We parents and grandparents need all the help we can get in connecting with our children and grandchildren. I’ve recently discovered a wonderful non-profit organization in Palo Alto, California called Hand in Hand, whose primary focus is nurturing the parent-child connection. Their mission is: to foster healthy parent-child relationships that will last a lifetime. Our GaGa Sisterhood mission completely aligns: to inspire grandmothers to continue growing and evolving so we can build lifelong meaningful relationships with our children and grandchildren.

Hand in HandHand in Hand appreciates the wisdom and caring of grandmothers and wants to welcome more grandmothers into the work they do to support parents. They’re converting their most popular class, Building Emotional Understanding, into a new class, The Grandparent Advantage, specifically for grandparents. They’ve invited members of the GaGa Sisterhood to participate in a focus group to find out what would be helpful, useful, and beneficial to our relationship with our grandchildren and their parents.

As a result of this new connection, I attended their Join Hands for Families Luncheon and heard firsthand how Hand in Hand has helped thousands of families over the years.
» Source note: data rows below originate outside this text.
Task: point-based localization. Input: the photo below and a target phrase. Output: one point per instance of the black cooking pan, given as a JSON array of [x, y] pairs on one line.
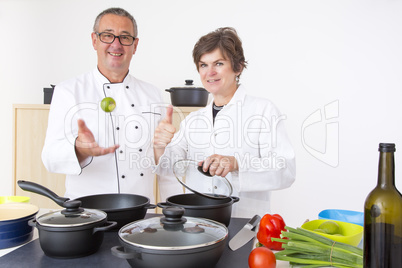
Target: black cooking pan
[[121, 208]]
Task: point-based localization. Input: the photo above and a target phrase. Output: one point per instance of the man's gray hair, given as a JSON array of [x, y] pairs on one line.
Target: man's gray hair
[[115, 11]]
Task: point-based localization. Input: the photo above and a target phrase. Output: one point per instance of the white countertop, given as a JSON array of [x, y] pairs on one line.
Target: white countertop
[[279, 264]]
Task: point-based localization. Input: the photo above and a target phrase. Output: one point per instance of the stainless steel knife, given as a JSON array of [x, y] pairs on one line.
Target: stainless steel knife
[[245, 234]]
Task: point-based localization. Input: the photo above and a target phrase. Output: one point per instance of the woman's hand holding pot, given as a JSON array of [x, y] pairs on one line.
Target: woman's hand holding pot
[[219, 165], [164, 133]]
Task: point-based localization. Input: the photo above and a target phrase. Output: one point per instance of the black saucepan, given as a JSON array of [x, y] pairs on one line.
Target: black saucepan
[[69, 233], [188, 95], [197, 205]]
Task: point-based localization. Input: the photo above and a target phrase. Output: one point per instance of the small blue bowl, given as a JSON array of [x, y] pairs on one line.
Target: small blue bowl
[[342, 215]]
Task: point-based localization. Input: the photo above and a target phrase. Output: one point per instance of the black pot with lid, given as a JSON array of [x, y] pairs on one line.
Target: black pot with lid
[[207, 196], [172, 239], [189, 95]]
One heartfelt testimonial from a father and daughter touched me deeply. Yoalie Lamarque, who is now a sophomore at the University of California at Santa Cruz, was four years old when her father, Martin, sought help for his parenting skills. Martin spoke about the hardships he experienced growing up in the barrio with a mother who did not provide a good role model for parenting. In fact, he confessed, he did not want to become a parent himself because of the emotional suffering he experienced as a child.
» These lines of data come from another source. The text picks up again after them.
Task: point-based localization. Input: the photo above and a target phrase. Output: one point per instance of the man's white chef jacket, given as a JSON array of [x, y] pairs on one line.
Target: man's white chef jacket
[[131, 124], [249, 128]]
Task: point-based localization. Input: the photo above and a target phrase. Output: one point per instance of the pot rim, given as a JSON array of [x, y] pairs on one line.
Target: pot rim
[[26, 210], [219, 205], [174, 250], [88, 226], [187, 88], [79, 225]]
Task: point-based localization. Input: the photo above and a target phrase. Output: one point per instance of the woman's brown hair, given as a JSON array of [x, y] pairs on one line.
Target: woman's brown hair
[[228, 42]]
When he eventually became a father, he knew he had to seek help. Through a friend, he enrolled in Hand in Hand’s Building Emotional Understanding, a course that teaches parents to understand their children’s emotions, to use simple listening tools, to set limits, and to learn strategies for building their children’s confidence.

As a result of his positive experience, Martin and his daughter developed trust and respect for each other that has grown over the years. In addition, Martin went on to become one of the many trainers for Hand in Hand and now teaches classes to parents in Spanish, his native language. I was deeply moved by Martin’s speech because he chose to change a negative cycle that has been part of his family for generations. Now he is committed to helping other families break that same cycle.

For parents and grandparents who don’t live locally there are several services available for getting help: free monthly teleseminars, one-on-one phone consultations, an online discussion group with over 400 participants who share their day-to-day struggles and successes, and new parent podcasts in English and Spanish.

Hand in Hand founder Patty Wipfler, who is a mother and grandmother, began with a simple goal in 1989: to offer support groups for parents. Now her organization helps parents and professionals around the world. Over 6,500 parents and professionals received 14,000 program hours of training, her parenting booklets have been translated into 11 different languages, 40,000 were sold in China, and 14,000 visitors come to Hand in Hand’s website every month.

This is the powerful difference one grandmother can make!

1 thought on “Hand in Hand Nurtures the Parent-Child Connection”

  1. Hand in Hand sounds like a fantastic organization. I hear from so many grandparents who are in dysfunctional families. These families use bribes, threats, guilt trips and emotional blackmail instead of honest, open communication. It’s probably too late for most of these grandparents to build better families. It really does have to start with the parent-child relationship, but there is a great deal that a grandparent can do to help if the parent is really open to being a better parent.